Microsoft are touting a “Mixed Reality” experience, as opposed to VR, but (excluding the Hololens) I think their proposed HMDs fit the VR definition. The major selling points of these devices are their lower price (~$US300), lower minimum PC requirements, and the fact that they will support inside-out tracking, alleviating the need for external cameras or other tracking stations. In addition to the Acer HMD pictured above, Microsoft has indicated that Asus, HP, Dell and Lenovo are also building HMDs, though at the moment no actual devices have been announced.
VR for Fun and Profit
Ok, so now you have a VR setup, what can you do with it? Video Games are the obvious choice, especially if you like Zombie games or Wave Shooters. Google Earth VR is an amazing experience, allowing you to zip all over the globe, standing among the buildings of a city as if you are a giant. AltspaceVR and Facebook Spaces provide social VR experiences that you can share with others, YouTube and Vimeo can playback 360 degree videos, and social media sites such as Facebook and Twitter provide built in support for 360 degree photos and video. Real-estate sites are beginning to support VR tours of properties, and there are some great virtual tours of museums and art galleries. But what about creating your own content to share, and possibly sell?

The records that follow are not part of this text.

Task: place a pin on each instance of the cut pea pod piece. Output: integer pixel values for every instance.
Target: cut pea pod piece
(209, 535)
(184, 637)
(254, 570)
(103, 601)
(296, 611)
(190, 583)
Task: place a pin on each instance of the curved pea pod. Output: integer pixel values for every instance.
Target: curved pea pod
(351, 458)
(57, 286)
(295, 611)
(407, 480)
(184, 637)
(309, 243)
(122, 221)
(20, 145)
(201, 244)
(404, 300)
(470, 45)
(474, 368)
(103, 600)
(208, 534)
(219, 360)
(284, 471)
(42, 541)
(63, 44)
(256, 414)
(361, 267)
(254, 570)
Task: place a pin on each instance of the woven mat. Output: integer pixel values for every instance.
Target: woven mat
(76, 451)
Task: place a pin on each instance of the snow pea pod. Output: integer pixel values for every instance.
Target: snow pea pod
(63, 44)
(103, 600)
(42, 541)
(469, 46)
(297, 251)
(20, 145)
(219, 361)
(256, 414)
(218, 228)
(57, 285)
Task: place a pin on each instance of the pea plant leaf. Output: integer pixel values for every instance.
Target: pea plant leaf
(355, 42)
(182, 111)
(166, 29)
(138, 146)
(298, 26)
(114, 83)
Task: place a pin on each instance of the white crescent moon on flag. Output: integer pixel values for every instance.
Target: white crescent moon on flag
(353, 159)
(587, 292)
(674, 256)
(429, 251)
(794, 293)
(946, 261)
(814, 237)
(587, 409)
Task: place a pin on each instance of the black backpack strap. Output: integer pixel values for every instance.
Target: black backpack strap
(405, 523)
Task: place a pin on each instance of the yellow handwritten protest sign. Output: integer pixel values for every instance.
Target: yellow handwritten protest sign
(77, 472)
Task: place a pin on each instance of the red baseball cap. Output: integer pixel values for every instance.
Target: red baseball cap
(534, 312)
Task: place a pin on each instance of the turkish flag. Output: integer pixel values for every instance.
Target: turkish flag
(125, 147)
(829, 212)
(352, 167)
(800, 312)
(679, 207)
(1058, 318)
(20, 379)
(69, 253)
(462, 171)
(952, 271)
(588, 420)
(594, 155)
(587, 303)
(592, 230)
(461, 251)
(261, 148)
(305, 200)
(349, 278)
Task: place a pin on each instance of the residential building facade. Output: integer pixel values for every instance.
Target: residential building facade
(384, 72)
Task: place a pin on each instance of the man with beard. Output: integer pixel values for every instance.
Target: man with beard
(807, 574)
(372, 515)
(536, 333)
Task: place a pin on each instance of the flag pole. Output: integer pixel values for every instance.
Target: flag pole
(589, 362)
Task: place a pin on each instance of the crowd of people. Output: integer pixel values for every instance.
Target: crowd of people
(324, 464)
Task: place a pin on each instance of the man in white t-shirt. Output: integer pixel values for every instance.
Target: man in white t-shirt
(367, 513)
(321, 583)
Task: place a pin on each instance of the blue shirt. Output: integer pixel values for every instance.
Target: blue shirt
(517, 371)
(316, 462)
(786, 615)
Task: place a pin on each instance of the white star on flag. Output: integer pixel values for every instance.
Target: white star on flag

360-degree photo and video cameras are becoming very affordable, with Samsung, Ricoh, and 360fly offering some great entry-level cameras. On the high end, GoPro, Google, and Matterport lead the way. In the case of Matterport, rather than capturing a standard 360 photo, the camera can actually be used to stitch together a 3D virtual representation of a space that can be navigated through.
VR software is different to traditional web apps and programs in that insted of the traditional flat user interface (i.e. the web browser or desktop), VR is a 3D space. While it’s possible to have a single flat screen affixed to the users view within VR, it’s a less than optimal experience (and that’s being kind).
If you’re handy with “teh codez”, you can try your hand at creating programs for VR, and there are 2 main approaches. The first is to use a game engine such as Unreal Engine, Unity or Xenko, and the second is to use a web framework such as A-Frame or ReactVR. The main difference between the 2 approaches is that the first produces a compiled, installable program whereas the second can be served over the web via traditional HTTP and rendered in a browser that supports VR.
As far as the assets required by VR software, 3D modelling tools such as Blender, 3ds Max, and Maya, though for prototyping I’ve found that MagicaVoxel is a great way to create simple 3D shapes and objects quickly and easily.
I’ve touched on a lot of things in this post, and there is a lot of scope to expand on in future posts. For the budget conscious, grab a Cardboard viewer and dip your toes into VR. That will give you everything you need to get started with some simple VR websites using A-Frame or ReactVR. If you’re feeling a little more gung-ho and have a gaming PC with an nVidia GeForce GTX 1070 or better, I would recommend picking up an HTC Vive and firing up Unreal Engine or Unity. Have fun!